Paintings by former British Prime Minister Winston Churchill of St Paul’s Cathedral in London and the Koutoubia Mosque in Marrakech, Morocco, will be put on sale by one of the world’s leading auction houses.
The paintings will be auctioned at Christie’s Modern British Art Evening Sale on 1st March. Tower of the Koutoubia Mosque is estimated to bring a price £1.5 million to £2.5 million. St Paul’s Churchyard is expected to earn £200,000 and £300,000.
‘Tower of the Koutoubia Mosque’ painting by Winston Churchill. Painted in January 1943. PICTURE: Via Christie’s
Tower of the Koutoubia Mosque is the better known of the two religious-themed paintings on offer and has had several owners over the years. Currently owned by the actor Angelina Jolie, the painting was originally intended as a gift from Churchill to President Franklin Delano Roosevelt after the two Allied leaders visited Morocco for relaxation during World War II. It is Churchill’s only wartime painting.
The painting portrays the old city of Marrakech, and many of its Islamic monuments, including the mosque, are in the background while the sun sets over the snow-capped Atlas Mountains behind them.
Koutoubia Mosque is the largest mosque in Marrakesh and dates to 1147. The current structure dates to 1158 with the minaret – through the famed minaret that features in Churchill’s painting was not completed until 1195.
Churchill and FDR arrived in the city on 23rd January, 1943, while in Morocco for the Casablanca Conference.

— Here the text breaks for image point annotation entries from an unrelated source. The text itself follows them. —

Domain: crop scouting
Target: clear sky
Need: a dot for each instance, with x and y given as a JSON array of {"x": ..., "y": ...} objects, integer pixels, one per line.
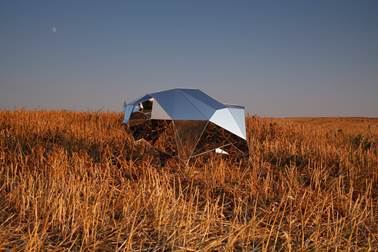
[{"x": 278, "y": 58}]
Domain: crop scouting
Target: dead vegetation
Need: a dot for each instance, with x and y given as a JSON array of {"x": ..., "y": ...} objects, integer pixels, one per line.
[{"x": 76, "y": 181}]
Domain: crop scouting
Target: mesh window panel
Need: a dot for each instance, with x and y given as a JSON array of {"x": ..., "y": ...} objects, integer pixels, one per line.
[
  {"x": 187, "y": 135},
  {"x": 164, "y": 137}
]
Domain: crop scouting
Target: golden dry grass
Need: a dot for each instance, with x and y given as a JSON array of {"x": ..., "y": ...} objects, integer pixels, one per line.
[{"x": 76, "y": 181}]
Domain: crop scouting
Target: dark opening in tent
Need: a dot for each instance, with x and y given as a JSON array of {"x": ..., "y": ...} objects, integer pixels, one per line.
[{"x": 187, "y": 123}]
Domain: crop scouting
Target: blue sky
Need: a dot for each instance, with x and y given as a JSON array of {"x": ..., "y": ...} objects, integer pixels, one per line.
[{"x": 278, "y": 58}]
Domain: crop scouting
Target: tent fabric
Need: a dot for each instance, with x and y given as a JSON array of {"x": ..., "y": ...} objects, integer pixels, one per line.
[
  {"x": 192, "y": 104},
  {"x": 190, "y": 110}
]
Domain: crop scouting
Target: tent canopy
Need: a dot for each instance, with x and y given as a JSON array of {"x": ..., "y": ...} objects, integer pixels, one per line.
[{"x": 190, "y": 105}]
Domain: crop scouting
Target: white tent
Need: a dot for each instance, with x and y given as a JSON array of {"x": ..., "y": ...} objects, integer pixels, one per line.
[{"x": 191, "y": 112}]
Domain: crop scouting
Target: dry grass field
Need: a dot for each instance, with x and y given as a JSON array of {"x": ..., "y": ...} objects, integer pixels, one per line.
[{"x": 76, "y": 181}]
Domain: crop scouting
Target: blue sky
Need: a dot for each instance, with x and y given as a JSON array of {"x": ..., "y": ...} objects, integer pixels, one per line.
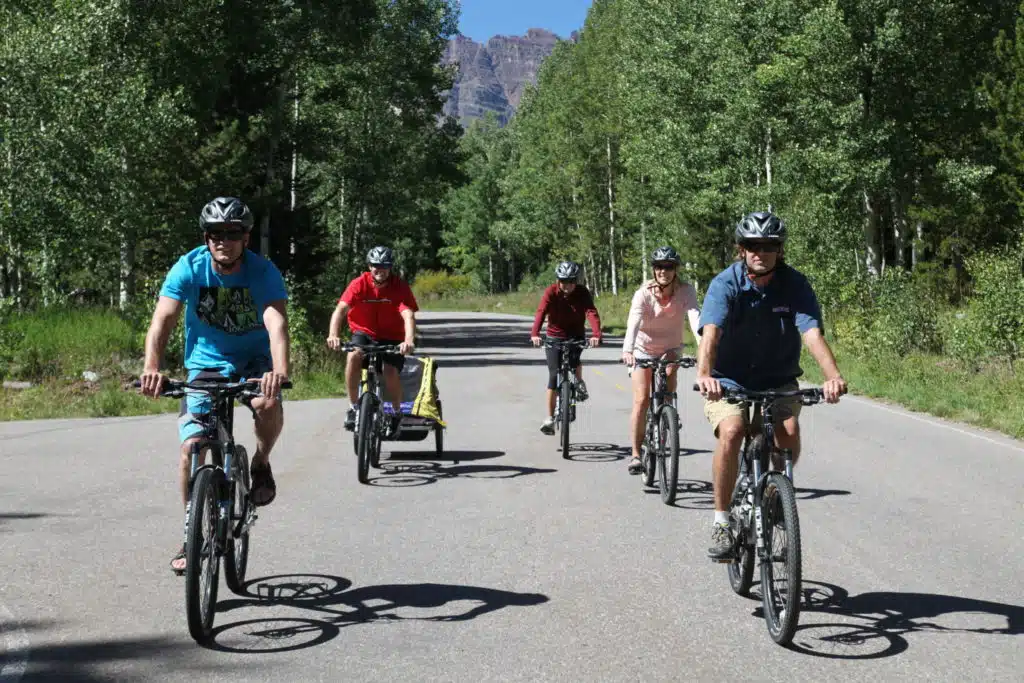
[{"x": 482, "y": 18}]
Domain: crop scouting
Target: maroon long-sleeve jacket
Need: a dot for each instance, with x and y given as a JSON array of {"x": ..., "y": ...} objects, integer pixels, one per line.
[{"x": 566, "y": 314}]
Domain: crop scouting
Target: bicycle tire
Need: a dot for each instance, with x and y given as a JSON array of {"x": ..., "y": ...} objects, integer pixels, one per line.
[
  {"x": 668, "y": 454},
  {"x": 237, "y": 557},
  {"x": 565, "y": 401},
  {"x": 201, "y": 595},
  {"x": 367, "y": 426},
  {"x": 648, "y": 457},
  {"x": 781, "y": 603}
]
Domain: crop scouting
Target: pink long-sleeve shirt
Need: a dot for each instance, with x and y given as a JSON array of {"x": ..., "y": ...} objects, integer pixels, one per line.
[{"x": 655, "y": 326}]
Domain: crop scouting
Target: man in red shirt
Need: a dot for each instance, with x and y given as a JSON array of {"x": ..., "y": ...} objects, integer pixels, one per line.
[
  {"x": 565, "y": 304},
  {"x": 381, "y": 309}
]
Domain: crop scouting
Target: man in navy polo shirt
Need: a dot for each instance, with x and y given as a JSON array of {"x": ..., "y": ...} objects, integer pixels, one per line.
[{"x": 753, "y": 319}]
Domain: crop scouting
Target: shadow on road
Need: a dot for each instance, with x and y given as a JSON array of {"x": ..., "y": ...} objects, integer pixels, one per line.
[
  {"x": 104, "y": 659},
  {"x": 804, "y": 494},
  {"x": 598, "y": 453},
  {"x": 415, "y": 472},
  {"x": 333, "y": 607},
  {"x": 875, "y": 625}
]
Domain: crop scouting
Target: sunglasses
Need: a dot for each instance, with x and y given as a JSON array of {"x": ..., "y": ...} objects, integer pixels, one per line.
[
  {"x": 225, "y": 236},
  {"x": 761, "y": 247}
]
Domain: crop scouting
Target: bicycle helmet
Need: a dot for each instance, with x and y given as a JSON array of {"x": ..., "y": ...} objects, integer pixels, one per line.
[
  {"x": 225, "y": 211},
  {"x": 761, "y": 225},
  {"x": 666, "y": 255},
  {"x": 382, "y": 257},
  {"x": 567, "y": 270}
]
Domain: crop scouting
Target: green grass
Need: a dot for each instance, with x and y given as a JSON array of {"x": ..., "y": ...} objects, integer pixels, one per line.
[{"x": 934, "y": 384}]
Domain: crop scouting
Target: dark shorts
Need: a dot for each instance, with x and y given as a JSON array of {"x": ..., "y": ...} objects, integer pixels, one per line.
[
  {"x": 195, "y": 410},
  {"x": 396, "y": 360},
  {"x": 554, "y": 356}
]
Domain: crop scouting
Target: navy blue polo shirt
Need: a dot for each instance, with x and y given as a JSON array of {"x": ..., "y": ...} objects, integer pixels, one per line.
[{"x": 762, "y": 328}]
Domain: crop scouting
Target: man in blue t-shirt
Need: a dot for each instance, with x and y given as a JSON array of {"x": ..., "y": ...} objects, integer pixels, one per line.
[
  {"x": 236, "y": 327},
  {"x": 752, "y": 322}
]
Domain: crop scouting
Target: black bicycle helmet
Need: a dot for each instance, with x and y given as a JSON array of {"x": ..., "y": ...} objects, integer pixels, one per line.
[
  {"x": 666, "y": 255},
  {"x": 567, "y": 270},
  {"x": 382, "y": 257},
  {"x": 225, "y": 211},
  {"x": 761, "y": 225}
]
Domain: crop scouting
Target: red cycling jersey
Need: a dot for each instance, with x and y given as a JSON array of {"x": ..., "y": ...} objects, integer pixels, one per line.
[
  {"x": 566, "y": 314},
  {"x": 376, "y": 311}
]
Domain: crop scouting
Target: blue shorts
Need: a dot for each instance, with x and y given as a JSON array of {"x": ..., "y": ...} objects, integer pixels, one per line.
[{"x": 195, "y": 410}]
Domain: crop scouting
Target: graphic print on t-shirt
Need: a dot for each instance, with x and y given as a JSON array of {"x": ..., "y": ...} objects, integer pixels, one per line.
[{"x": 227, "y": 308}]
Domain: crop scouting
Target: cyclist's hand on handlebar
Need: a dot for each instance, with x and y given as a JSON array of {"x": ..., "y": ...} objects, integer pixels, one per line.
[
  {"x": 152, "y": 383},
  {"x": 269, "y": 384},
  {"x": 833, "y": 389},
  {"x": 710, "y": 387}
]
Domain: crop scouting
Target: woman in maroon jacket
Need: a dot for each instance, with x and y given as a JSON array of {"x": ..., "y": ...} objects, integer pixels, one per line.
[{"x": 566, "y": 305}]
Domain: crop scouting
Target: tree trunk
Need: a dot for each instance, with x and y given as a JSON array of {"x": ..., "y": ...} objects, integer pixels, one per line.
[
  {"x": 611, "y": 220},
  {"x": 643, "y": 251},
  {"x": 872, "y": 236},
  {"x": 127, "y": 279}
]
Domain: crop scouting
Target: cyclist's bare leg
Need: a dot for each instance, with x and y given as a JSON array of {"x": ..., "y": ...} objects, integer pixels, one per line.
[
  {"x": 392, "y": 387},
  {"x": 641, "y": 397},
  {"x": 726, "y": 460},
  {"x": 184, "y": 468},
  {"x": 353, "y": 371},
  {"x": 787, "y": 436},
  {"x": 269, "y": 422}
]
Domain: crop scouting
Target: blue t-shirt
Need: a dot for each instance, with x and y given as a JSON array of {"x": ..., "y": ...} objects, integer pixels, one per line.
[
  {"x": 759, "y": 348},
  {"x": 224, "y": 313}
]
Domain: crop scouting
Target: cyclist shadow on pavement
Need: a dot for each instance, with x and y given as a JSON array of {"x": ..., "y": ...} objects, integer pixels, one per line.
[
  {"x": 885, "y": 617},
  {"x": 332, "y": 606},
  {"x": 598, "y": 453},
  {"x": 398, "y": 474}
]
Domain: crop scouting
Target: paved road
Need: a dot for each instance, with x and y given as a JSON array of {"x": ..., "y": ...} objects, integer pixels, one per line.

That evening Churchill made special arrangements to watch the sunset over the mountains and the Koutoubia Mosque from a tower in the Villa Taylor, where the party stayed according to an account from American vice consul Kenneth Pendar. The mosque’s muezzin let out the call to prayer as the fading sunset turned the Atlas Mountains behind the scene first pink and later purple. Pendar’s account also notes that mosques in the city also flashed electric lights to signal the sunset prayer.
According to those in attendance, it was a memorable and spiritually moving moment. FDR returned to the United States the next day but Churchill lingered for another day and completed a sunset painting of scene over the mosque as a gift for FDR.

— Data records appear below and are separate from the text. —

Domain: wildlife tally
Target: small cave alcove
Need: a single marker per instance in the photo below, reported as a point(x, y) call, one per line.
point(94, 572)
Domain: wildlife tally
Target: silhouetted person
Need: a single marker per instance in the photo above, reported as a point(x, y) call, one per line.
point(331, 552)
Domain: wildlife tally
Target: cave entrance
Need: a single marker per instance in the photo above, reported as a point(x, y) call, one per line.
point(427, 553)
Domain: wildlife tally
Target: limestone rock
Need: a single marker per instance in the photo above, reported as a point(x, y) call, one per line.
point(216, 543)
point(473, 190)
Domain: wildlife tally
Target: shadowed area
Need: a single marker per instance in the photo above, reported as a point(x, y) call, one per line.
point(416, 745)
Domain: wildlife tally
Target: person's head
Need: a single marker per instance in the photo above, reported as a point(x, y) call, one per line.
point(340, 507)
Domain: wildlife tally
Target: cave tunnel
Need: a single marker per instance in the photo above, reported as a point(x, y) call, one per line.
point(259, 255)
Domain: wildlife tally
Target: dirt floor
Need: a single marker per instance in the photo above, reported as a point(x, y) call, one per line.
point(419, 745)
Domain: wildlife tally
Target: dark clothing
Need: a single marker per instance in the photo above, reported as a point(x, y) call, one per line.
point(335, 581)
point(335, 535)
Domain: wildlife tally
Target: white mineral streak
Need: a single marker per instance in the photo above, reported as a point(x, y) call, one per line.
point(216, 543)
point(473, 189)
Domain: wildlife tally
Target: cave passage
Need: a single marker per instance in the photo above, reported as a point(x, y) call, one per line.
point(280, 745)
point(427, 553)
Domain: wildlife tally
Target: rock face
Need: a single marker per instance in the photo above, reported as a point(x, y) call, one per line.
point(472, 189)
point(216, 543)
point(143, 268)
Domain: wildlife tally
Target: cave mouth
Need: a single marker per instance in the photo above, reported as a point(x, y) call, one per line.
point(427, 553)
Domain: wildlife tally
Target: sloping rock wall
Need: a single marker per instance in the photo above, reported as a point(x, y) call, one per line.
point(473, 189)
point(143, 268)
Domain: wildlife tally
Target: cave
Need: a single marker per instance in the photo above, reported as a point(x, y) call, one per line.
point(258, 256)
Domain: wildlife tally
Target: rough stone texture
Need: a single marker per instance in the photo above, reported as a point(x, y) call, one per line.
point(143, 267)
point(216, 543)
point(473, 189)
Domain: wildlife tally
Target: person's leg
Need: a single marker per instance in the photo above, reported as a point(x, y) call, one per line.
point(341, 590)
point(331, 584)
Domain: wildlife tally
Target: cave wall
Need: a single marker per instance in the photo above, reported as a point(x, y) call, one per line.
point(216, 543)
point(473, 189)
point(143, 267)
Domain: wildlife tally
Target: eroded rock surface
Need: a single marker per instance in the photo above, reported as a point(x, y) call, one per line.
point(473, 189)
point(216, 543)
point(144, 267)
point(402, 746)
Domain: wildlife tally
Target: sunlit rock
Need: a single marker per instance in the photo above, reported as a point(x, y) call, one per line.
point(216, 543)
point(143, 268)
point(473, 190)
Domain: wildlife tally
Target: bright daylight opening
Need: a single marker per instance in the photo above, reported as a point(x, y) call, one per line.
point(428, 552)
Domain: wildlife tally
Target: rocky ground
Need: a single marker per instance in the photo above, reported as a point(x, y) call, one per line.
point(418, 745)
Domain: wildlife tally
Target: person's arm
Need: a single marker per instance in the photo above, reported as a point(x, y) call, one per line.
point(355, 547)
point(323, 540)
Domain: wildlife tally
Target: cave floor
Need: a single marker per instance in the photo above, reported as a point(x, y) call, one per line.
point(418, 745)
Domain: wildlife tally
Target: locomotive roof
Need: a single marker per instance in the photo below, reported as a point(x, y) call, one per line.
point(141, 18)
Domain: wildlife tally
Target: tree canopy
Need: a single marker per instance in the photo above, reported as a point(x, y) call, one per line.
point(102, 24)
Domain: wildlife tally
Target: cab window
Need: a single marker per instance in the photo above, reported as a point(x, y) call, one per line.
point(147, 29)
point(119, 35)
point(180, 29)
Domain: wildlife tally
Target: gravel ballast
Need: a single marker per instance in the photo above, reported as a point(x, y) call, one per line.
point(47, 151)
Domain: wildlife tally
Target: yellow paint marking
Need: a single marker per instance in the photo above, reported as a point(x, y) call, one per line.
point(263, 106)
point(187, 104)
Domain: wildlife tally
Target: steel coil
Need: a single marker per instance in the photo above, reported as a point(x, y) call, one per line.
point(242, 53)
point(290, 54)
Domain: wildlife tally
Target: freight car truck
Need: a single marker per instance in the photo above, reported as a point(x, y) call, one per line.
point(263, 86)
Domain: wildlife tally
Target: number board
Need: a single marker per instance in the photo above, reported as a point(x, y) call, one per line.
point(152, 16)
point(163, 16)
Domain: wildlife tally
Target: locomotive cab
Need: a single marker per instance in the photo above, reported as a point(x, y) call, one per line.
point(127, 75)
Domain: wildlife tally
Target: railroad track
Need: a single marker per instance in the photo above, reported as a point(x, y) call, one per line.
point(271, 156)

‘St Paul’s Churchyard’ painted by Winston Churchill. Painted in 1927. PICTURE: Via Christie’s
Historians have long cited Churchill’s largely negative views toward Islam, but in the past decade some have claimed his views were more nuanced. In his 2015 book, Churchill and the Islamic World, Warren Dockter revealed a 1907 letter in which a member of Churchill’s family warned him not to convert to Islam, apparently responding to his interest in the Muslim world after being posted to north-west India.
In 1940, at the height of the war, the British prime minister set aside funds for the London Central Mosque as part of a strategy to appeal to Muslims in the British Empire. In India, Churchill and the British Raj often preferred to work with South Asian Muslims at the expense of Hindus.
Churchill first visited Marrakech, which he billed as the “Paris of the Sahara”, in 1935 at the suggestion of his art teacher and fell in love with Morocco. He would make another wartime visit to Marrakech in 1944. Churchill returned for a longer stay in Marrakesh in 1947, spending five weeks at the Mamounia Hotel while working on his memoir.
An earlier work of Churchill’s that features a rural scene in Marrakesh and that was given as a gift to General Bernard Law Montgomery in the 1950s will also be auctioned by Christie’s.
The 1927 painting of the churchyard of St Paul’s Cathedral was painted while Churchill, then Chancellor of the Exchequer, was a guest of King George and Queen Mary’s at their estate in Balmoral, Scotland. The King later directed the painting to be sold in a charity auction and it has belonged to the buyer’s family ever since.
Churchill, who once compared his own religious beliefs to a cathedral’s flying buttresses, ordered St Paul’s be protected during World War II “no matter the cost“. Upon his death in 1965, Churchill’s body was allowed to lie in state, an honour normally reserved for a British monarch and head of the Anglican Church.